The scope cleanup will happen on after the block is executed, or the scope can be detached. The cleaning of the scope can then be done later.
This way we get the same convenience whitout being limited to single thread programming.
The utility class:
import java.io.Closeable
object ManagedScope {
val scope=new ThreadLocal[Scope]();
def managedScope[T](inner: =>T):T={
val previous=scope.get();
val thisScope=new Scope();
scope.set(thisScope);
try{
inner
} finally {
scope.set(previous);
if(!thisScope.detatched) thisScope.close();
}
}
def closeLater[T <: Closeable](what:T): T = {
val theScope=scope.get();
if(!(theScope eq null)){
theScope.closeables=theScope.closeables.:+(what);
}
what;
}
def detatchScope(): Scope={
val theScope=scope.get();
if(theScope eq null) null;
else {
theScope.detatched=true;
theScope;
}
}
}
class Scope{
var detatched=false;
var closeables:List[Closeable]=List();
def close():Unit={
for(c<-closeables){
try{
if(!(c eq null))c.close();
} catch{
case e:Throwable=>{};
}
}
}
}
The usage:
def checkSocketConnect(host:String, portNumber:Int):Unit = managedScope {
// The close later function tags the closeable to be closed later
val socket = closeLater( new Socket(host, portNumber) );
doWork(socket);
}
def checkFutureConnect(host:String, portNumber:Int):Unit = managedScope {
// The close later function tags the closeable to be closed later
val socket = closeLater( new Socket(host, portNumber) );
val future:Future[Boolean]=doAsyncWork(socket);
// Detatch the scope and use it in the future.
val scope=detatchScope();
future.onComplete(v=>scope.close());
}
This solution doesn't quite have the syntax you desire, but I think it's close enough :)
def using[A <: {def close(): Unit}, B](resources: List[A])(f: List[A] => B): B =
try f(resources) finally resources.foreach(_.close())
using(List(new BufferedReader(new FileReader("in.txt")), new PrintWriter("out.txt"))) {
case List(in: BufferedReader, out: PrintWriter) => out.println(in.readLine())
}
Of course the down side is you have to type out the types BufferedReader and PrintWrter in the using block. You might be able to add some magic so that you just need List(in, out) by using multiple ORed type bounds for type A in using.

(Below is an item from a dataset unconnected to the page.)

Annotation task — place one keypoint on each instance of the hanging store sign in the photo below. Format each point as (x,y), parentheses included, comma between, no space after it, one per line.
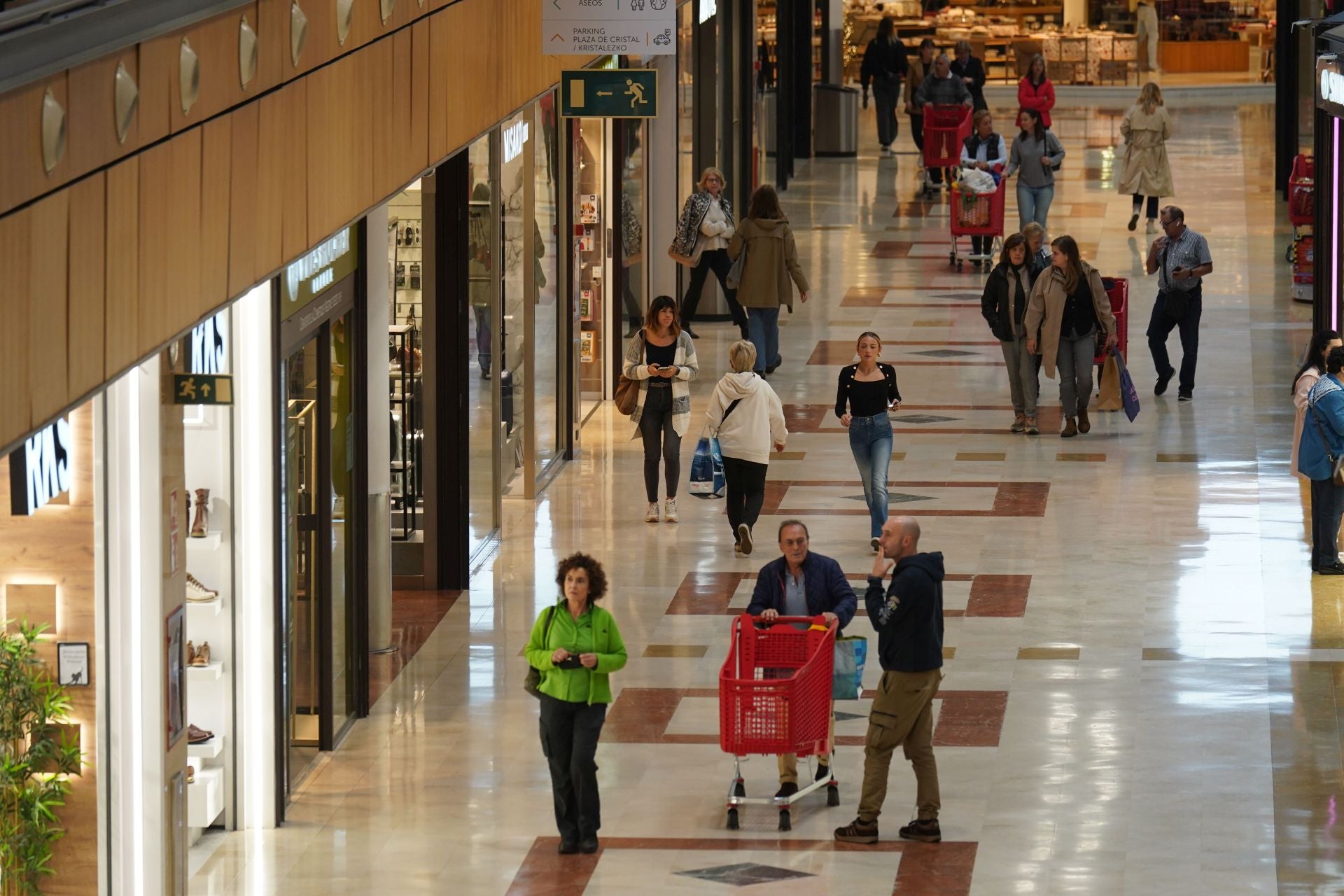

By defining some pretty hacky and dangerous implicit conversions you can get around having to type List (and another way to get around specifying types for the resources), but I haven't documented the detail as it's too dangerous IMO.
here is my solution to the resource management in Scala:
def withResources[T <: AutoCloseable, V](r: => T)(f: T => V): V = {
val resource: T = r
require(resource != null, "resource is null")
var exception: Throwable = null
try {
f(resource)
} catch {
case NonFatal(e) =>
exception = e
throw e
} finally {
closeAndAddSuppressed(exception, resource)
}
}
private def closeAndAddSuppressed(e: Throwable,
resource: AutoCloseable): Unit = {
if (e != null) {
try {
resource.close()
} catch {
case NonFatal(suppressed) =>
e.addSuppressed(suppressed)
}
} else {
resource.close()
}
}
I used this in multiple Scala apps including managing resources in Spark executors. and one should be aware that we are other even better ways to manage resource like in CatsIO: https://typelevel.org/cats-effect/datatypes/resource.html. if you are ok with pure FP in Scala.
to answer your last question, you can definitely nest the resource like this:
withResource(r: File)(
r => {
withResource(a: File)(
anotherR => {
withResource(...)(...)
}
)
}
)
this way, not just that those resources are protected from leaking, they will also be released in the correct order(like stack). same behaviour like the Resource Monad from CatsIO.